"Au revoir, Françoise Hardy" : à l'étranger, les artistes saluent une icône française de la pop admirée sur la scène internationale

De Bod Dylan à Blur, en passant par Jimmy Sommerville, Françoise Hardy a marqué ses pairs Outre-Manche et Outre-Atlantique par sa singularité artistique.
Article rédigé par Falila Gbadamassi
France Télévisions - Rédaction Culture
Publié Mis à jour
Temps de lecture : 2 min
Françoise Hardy, en train de répéter son spectacle de cabaret au Savoy le 20 février 1967, à Londres. (MIRRORPIX / MIRRORPIX)

Souvent en français, plusieurs artistes et figures de la pop ont rendu hommage à Françoise Hardy depuis l'annonce de sa disparition le 11 juin 2024 à l'âge de 80 ans. A commencer par Graham Coxon, le guitariste de Blur (1988 à 2002, puis de nouveau à partir de 2009), qui s'est dit heureux de l'avoir connue "un peu". En 1995, le groupe britannique avait invité Fançoise Hardy à chanter To The End. 

C'est dans la langue de Molière que Tim Burgess, chanteur The Charlatans, a fait ses adieux à la chanteuse française des sixties la plus adulée à l'étranger. Son répertoire était autant en anglais, qu'en italien ou qu'en allemand. 

Un succès jamais démenti puisqu'en 2023 encore, le magazine américain Rolling Stone faisait d'elle la seule artiste française à figurer, à la 162e place, dans la liste des 200 meilleurs chanteurs de tous les temps. Rare compositrice à son époque, la revue note que son interprétation de Suzanne de Leonard Cohen est "peut-être la plus évocatrice jamais enregistrée, y compris la sienne".

Tous fans de Françoise 

La revue rappelait l'admiration, artistique entre autres, que lui vouait le chanteur et Prix Nobel de littérature Bob Dylan. Ce dernier lui avait dédié un poème au dos de son album, Another Side of Bob Dylan. Et lorsqu'il était venu à Paris, en mai 1966 pour y donner son premier concert, raconte Françoise Hardy, il avait refusé de remonter sur scène si elle n'acceptait pas de le rencontrer, rappelle Variety. 

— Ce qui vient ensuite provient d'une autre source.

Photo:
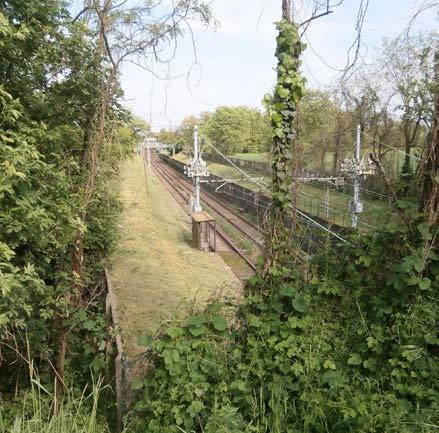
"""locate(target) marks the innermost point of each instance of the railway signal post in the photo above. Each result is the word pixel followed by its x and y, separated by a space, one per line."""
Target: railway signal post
pixel 196 169
pixel 357 169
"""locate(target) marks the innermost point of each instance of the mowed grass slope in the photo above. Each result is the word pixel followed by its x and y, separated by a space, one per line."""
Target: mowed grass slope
pixel 156 270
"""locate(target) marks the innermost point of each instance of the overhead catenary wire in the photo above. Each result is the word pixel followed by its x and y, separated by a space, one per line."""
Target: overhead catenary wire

Il n'était pas le seul à être tombé sous le charme de l'artiste et de la femme. David Bowie avouait sans fard avoir été amoureux d'elle et Mick Jagger estimait qu'elle était sa "femme idéale". Comme Blur au milieu des années 90 ou Jimmy Somerville qui a repris Comment te dire adieu dans les années 80, elle a continué à avoir de jeunes fans comme Greg Gonzalez, leader du groupe Cigarettes After Sex. Il dit avoir "été bouleversé par l’écoute de La Question", indiquait le Le Figaro.

Une admiration réciproque que Françoise Hardy avait confié à Franceinfo. Tout comme au Figaro à la sortie de son album Personne d’autre, au printemps 2018, à qui elle avait indiqué que "le son de Cigarettes After Sex les éléments qu’elle recherchait depuis ses débuts, en 1962 : de belles mélodies serties de guitare planante".  

Le grand écran, aussi 

Dans cette jeune génération d'artistes, l'acteur américain Elijah Wood lui a rendu hommage, en français également rappelant ainsi que Françoise Hardy a aussi laissé son empreinte dans le cinéma mondial. 

En 2012, dans Moonrise Kingdom, le cinéaste américain Wes Anderson laissait entendre des notes du Le temps de l'amour.

Toujours au cinéma, souligne Variety, le public américain se souvient d'elle dans le film Grand Prix de John Frankenheimer (1966).  

Françoise Hardy a aussi fait un passage éclair dans Quoi de neuf, Pussycat ? de Clive Donner où elle donne la réplique à Romy Schneider et à Peter O'Toole.